Kasus tersebut di perkirakan sudah dua tahun yang lalu, adanya penambahan ijazah siswa 200 orang di suruh menebus nya.
Adanya hal tersebut ombudsman turun ke sekolah tersebut untuk mengkroscek laporan dari wali murid.
Kepsek SMAN 1 Sikur mengatakan, memang benar ada dari ombudsman turun dulu, Ucapnya.
” Ini udah lama sekitar dua (2 ) tahun yang lalu, ” Jelasnya.
Ia menyebut, mengenai penahanan ijazah dari pihak sekolah itu tidak benar, bahkan ombudsman juga sudah Pernah turun berdasarkan laporan dari salah satu wali murid kami dulunya.

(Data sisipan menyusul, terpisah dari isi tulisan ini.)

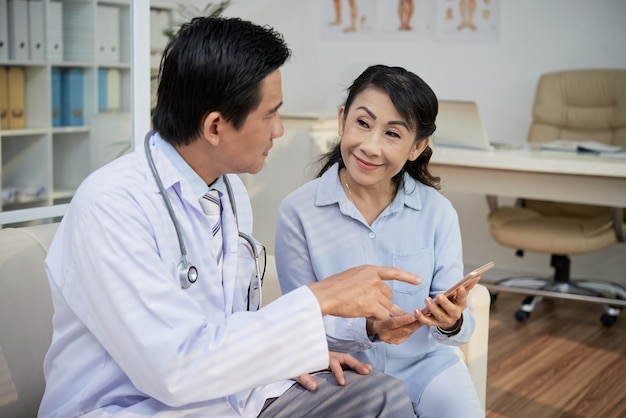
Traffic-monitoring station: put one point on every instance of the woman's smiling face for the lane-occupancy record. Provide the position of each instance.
(376, 141)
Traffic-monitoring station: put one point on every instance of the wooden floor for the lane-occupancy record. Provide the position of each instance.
(561, 362)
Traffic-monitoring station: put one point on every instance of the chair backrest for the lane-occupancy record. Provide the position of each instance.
(25, 318)
(580, 105)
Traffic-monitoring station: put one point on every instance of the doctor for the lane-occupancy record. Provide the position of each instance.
(150, 319)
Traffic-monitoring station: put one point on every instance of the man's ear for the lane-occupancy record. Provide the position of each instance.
(341, 115)
(418, 148)
(212, 127)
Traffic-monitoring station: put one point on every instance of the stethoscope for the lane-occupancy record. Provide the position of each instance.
(187, 272)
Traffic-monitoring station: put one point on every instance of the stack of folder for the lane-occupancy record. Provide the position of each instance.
(12, 98)
(67, 97)
(22, 30)
(109, 90)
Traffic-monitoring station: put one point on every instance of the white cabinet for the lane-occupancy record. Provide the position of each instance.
(44, 159)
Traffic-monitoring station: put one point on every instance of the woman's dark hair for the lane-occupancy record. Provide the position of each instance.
(213, 64)
(415, 102)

“Tidak ada pungli dan tidak ada penahanan ijazah siswa,” Terangnya.
” Bahkan dari ombudsman juga sudah membuat surat ke kami bahwa itu tidak benar,” Terangya.
” Ijazah siswa kami yang dulu yang ada di sekolah, pihak kami di sekolah mencari siswa tersebut dan mengantarkan ijazah mereka ke rumah nya,” Ujaranya.
” Intinya tidak ada penahanan ijazah dan tidak ada penebusan ijazah siswa kami,” tutupnya.